悶えそうになる心を自制し、哀れな男へ目を向けた。

「女神を騙った女を許すほどニエルドの心は広くない」
「二度とつがいに会えなくなった竜の悲しみが貴方に理解できますか?」
「さぁな。だが俺を恨んでくれて構わない。許してほしいとも思っていないが……」
「同じ苦しみを味合わせてやろうと思ったんです。私と同じように目の前でつがいを殺してやろうと……」

 ごくりとシルディアが息を呑んだ。
 自分を殺そうとしているのだ。この反応は当たり前だろう。

「俺はシルディアを失うつもりは毛頭ない」
「でしたら、つがいの代わりに死んでいただけますか?」
「寝言は寝て言え。させねぇよ」
「交渉決裂ですね」
「はっ今のが交渉? 笑わせる。
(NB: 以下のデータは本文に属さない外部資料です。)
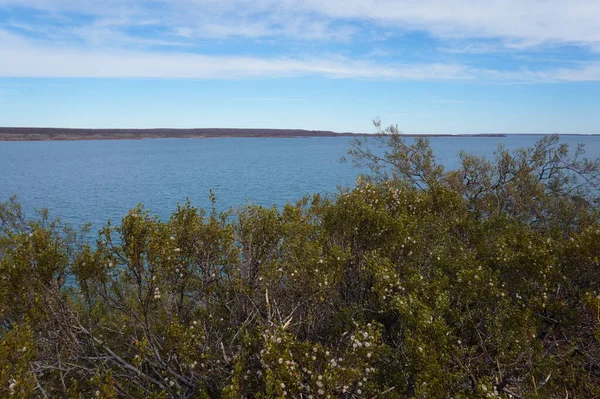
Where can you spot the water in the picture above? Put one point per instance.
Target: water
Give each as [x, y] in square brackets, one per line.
[93, 181]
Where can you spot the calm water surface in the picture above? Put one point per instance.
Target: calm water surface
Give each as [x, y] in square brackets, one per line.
[92, 181]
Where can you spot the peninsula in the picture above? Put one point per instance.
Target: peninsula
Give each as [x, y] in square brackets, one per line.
[41, 134]
[45, 134]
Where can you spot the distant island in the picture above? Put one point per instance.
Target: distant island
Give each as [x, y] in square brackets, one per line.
[43, 134]
[58, 134]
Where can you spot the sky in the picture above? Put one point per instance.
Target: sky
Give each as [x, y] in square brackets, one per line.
[428, 66]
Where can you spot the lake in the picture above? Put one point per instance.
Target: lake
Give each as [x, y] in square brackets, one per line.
[92, 181]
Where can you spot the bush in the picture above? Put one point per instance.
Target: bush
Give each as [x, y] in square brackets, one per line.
[414, 283]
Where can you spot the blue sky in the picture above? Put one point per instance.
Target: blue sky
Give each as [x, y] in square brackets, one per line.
[430, 66]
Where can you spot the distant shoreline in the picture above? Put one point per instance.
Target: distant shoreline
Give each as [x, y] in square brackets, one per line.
[60, 134]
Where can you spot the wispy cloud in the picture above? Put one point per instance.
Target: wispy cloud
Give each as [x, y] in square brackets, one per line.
[30, 60]
[168, 39]
[523, 23]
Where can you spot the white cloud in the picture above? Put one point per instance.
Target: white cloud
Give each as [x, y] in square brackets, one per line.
[519, 24]
[61, 62]
[35, 61]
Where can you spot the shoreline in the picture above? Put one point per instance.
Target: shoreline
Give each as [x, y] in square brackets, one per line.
[59, 134]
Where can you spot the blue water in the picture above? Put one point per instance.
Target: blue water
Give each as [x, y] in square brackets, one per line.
[93, 181]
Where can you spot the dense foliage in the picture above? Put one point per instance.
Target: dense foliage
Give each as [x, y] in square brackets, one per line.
[417, 283]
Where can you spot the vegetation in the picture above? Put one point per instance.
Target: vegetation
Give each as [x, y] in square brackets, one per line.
[418, 283]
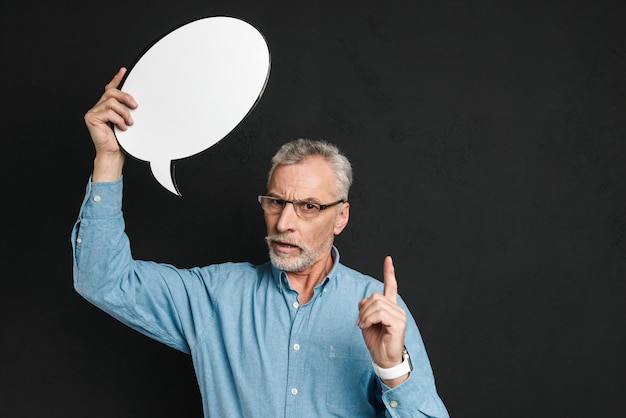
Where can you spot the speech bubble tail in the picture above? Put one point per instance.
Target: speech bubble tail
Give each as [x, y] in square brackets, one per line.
[163, 172]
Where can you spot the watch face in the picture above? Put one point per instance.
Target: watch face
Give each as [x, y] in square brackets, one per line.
[408, 359]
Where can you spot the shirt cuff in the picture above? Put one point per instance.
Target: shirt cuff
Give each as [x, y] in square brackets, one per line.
[102, 200]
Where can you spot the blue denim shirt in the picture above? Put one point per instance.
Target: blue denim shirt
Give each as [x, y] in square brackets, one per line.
[256, 351]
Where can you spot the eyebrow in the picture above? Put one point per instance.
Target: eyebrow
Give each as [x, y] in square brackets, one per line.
[306, 199]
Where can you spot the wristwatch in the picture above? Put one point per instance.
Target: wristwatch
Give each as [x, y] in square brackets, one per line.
[395, 371]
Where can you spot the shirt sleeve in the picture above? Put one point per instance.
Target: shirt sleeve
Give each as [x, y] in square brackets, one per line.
[149, 297]
[417, 396]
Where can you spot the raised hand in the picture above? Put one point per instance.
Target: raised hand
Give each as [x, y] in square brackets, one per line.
[113, 108]
[383, 322]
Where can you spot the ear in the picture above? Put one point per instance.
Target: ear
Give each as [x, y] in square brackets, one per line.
[342, 218]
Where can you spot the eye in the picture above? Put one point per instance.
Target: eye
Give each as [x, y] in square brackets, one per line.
[278, 203]
[308, 207]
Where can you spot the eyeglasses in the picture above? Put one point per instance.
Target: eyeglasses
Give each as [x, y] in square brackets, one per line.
[304, 209]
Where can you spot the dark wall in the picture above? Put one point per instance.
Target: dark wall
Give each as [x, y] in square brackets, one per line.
[488, 142]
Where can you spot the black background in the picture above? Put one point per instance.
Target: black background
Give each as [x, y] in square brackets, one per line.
[488, 144]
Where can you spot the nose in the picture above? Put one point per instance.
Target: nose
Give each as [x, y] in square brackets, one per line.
[287, 218]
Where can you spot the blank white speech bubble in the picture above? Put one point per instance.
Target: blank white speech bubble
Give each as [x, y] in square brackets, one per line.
[193, 87]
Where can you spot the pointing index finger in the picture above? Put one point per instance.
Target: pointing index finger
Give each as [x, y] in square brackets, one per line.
[390, 282]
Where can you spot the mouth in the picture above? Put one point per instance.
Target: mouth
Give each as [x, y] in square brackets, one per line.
[284, 247]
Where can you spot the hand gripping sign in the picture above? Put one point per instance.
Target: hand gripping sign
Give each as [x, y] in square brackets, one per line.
[193, 86]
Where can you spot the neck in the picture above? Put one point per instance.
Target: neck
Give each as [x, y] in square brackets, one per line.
[304, 282]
ならつがいの元へ苦しまずに送ってやる」

 突き出した手に魔力を込め、放出させる。
 男は身構える間もなく、魔力の波へと呑まれた。
 目の前の光景に腕の中のシルディアがぴくりと震え、心配そうな目を向けてきた。
 その目は本当に殺すのかと訴えかけている。

「大丈夫だ。この程度で死にはしない」
「よかった……」

 自分を殺そうとした相手にも慈悲をかけるシルディアは、自分とは比べ物にならないほど心が綺麗だと実感した。
 魔力の波に呑まれた男を魔法で拘束すれば、目に見えてシルディアがほっとした表情を浮かべる。

「シルディアは優しいな」
「わたしの気持ちを汲んでくれたオデルはもっと優しいと思うわ」
「そんなことはない。シルディアが俺を優しくさせるんだ」

 愛しいシルディアが腕の中に戻ってきたことに安堵し、彼女を抱きしめれば先ほどは気付けなかった手首の拘束に気が付いた。
 彼女の拘束に気が付かないほど切羽詰まっていたのかとオデルは内心苦笑した。

(シルディアが無事で本当良かった。いや怪我をさせてしまったんだ、無事じゃないな。あーくそ。俺の傍から離すんじゃなかった)

 オデルが自己嫌悪をしながらシルディアを拘束する縄を手にかけた瞬間。
 ぐわっと引っ張られるように、竜に飲み込まれた。